Chapter 13: Continuous Integration

Dev and Prod

A common way to develop software is to have two deployment environments - a production environment, which is the actual live product, and a development environment, which is considered to be "prod-like, but smaller"

Dev is intended to be a more malleable test environment for faster iteration on new features - it can also a good environment to manually QA new features before they ship.

As I get older I'm becoming less and less convinced about the utility of a dev environment - when a lot of what it accomplishes could be buried behind feature flags or client UI branches in prod, instead, but ours keeps getting used for one thing or another, so, I guess it's still a useful thing to have.

Separate Build and Deploy Steps

Every time the code is updated, a new master build candidate should be built for production, and the entire test suite should be run to make sure that everything is still working as intended.

Tools for this are varied and manifold - from the venerable and somewhat crusty Jenkins to the newly released Github Actions, there are loads of ways to do this.

Once the build is complete, if that build was for your master branch, the result should also be pretty much immediately deployed.

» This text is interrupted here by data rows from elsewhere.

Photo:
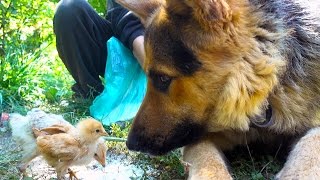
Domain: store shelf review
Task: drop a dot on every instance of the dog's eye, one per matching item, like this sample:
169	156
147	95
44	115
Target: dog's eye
161	81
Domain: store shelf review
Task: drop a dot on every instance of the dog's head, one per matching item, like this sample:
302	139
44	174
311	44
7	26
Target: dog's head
207	71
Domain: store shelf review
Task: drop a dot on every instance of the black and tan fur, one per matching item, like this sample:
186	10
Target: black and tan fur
213	65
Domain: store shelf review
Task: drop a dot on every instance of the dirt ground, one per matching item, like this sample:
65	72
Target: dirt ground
118	166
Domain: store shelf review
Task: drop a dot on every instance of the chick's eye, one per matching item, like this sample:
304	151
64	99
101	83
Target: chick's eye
161	81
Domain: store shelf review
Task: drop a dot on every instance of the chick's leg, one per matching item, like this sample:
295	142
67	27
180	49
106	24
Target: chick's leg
26	158
61	171
72	174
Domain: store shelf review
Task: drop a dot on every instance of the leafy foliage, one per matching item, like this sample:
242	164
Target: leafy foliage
99	5
29	69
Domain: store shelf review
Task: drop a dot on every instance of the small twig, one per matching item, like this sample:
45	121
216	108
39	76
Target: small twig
115	139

Leaving un-deployed code in master is a great way to set yourself up, down the road, for a deploy that fails badly with, like, five or six complicated new features in it. You won't know which of those five or six complicated new features caused prod issues, and you don't want to redeploy to try to find out. If you just keep deploying every time you put anything in master, you'll always know that: if something starts to throw alarm bells in production, it was definitely the last thing that you changed, because that was the only thing that you changed.

I, for one, like to have a separate build and deploy - even if every build against master should be immediately deployed, I like it when there's a concrete deploy moment where you decide that it's time for master to go to production and Press The Deploy Button - and it can be useful to be able to deploy any build artifact to prod - even builds from the past or branch builds. That's controversial, though, a lot of people believe that every push to prod should just immediately build and then automatically and immediately deploy, and I think those people are also probably right.

Containers

The most stupendously common way to deliver your web application in a tidy little self-contained package - at least, at the time of writing - is to have your build artifact be a fully constructed container. This is an executable virtual operating system that runs not just your application but also all of its dependencies.

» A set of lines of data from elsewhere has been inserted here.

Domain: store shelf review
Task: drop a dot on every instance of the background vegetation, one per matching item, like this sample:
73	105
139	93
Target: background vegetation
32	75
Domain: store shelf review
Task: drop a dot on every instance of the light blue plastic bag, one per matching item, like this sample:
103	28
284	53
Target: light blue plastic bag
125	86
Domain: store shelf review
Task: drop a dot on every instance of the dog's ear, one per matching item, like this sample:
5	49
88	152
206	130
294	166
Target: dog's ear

A container is like a virtual machine image.

And- like virtual machine images - containers are completely independent operating system environments. However, virtual machines are run - like any other software - on top of the base operating system - which carries a performance penalty, even if it's increasingly small as virtualization technology gets better and better. Powerful virtualization technology is what allows us to have those VPS based server solutions I mentioned earlier.

Containers are different - they are based on a linux technology that allows them to sort of temporarily switch places with the host operating system, running their container operating system fully separate from the base operating system. The performance compared to virtual machines is superior, but this technology only really operates within the linux ecosystem; running containers on Windows has to start with running a virtual linux, or it won't work.

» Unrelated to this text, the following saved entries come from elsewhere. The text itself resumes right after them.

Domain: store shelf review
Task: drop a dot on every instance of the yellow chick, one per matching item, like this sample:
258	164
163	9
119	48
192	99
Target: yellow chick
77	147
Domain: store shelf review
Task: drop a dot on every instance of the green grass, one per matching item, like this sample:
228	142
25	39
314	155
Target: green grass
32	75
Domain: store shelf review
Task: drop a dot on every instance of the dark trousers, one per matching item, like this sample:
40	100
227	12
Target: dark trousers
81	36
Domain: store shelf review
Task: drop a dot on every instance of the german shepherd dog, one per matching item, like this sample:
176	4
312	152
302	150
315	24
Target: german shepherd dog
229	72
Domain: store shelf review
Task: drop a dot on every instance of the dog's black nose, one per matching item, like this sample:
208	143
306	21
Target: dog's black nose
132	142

The benefits of shipping build artifacts as containers is that they're very easy to run: any environment that can run containers will be able to run your container, and it will run exactly the same way there as on your computer. There's no dependency management: all of your dependencies are also shipped within the container. The operating systems you're running are usually stripped down to the barest essentials, so there's not a lot of surface for attackers - and even if they're successful at breaking in to your application, they're trapped in container jail, with extremely limited access to the outer operating system.

The problem with shipping build artifacts as containers is that they're kinda too big: because a container contains the entire operating system it's intending to run on, even stripped-down, minimalistic containers generally run in the hundreds of megabytes - which means if you're doing 10 builds a day, you're generating a gigabyte a day of build artifact. That can add up, although, storage is so cheap nowadays that it's not a huge concern.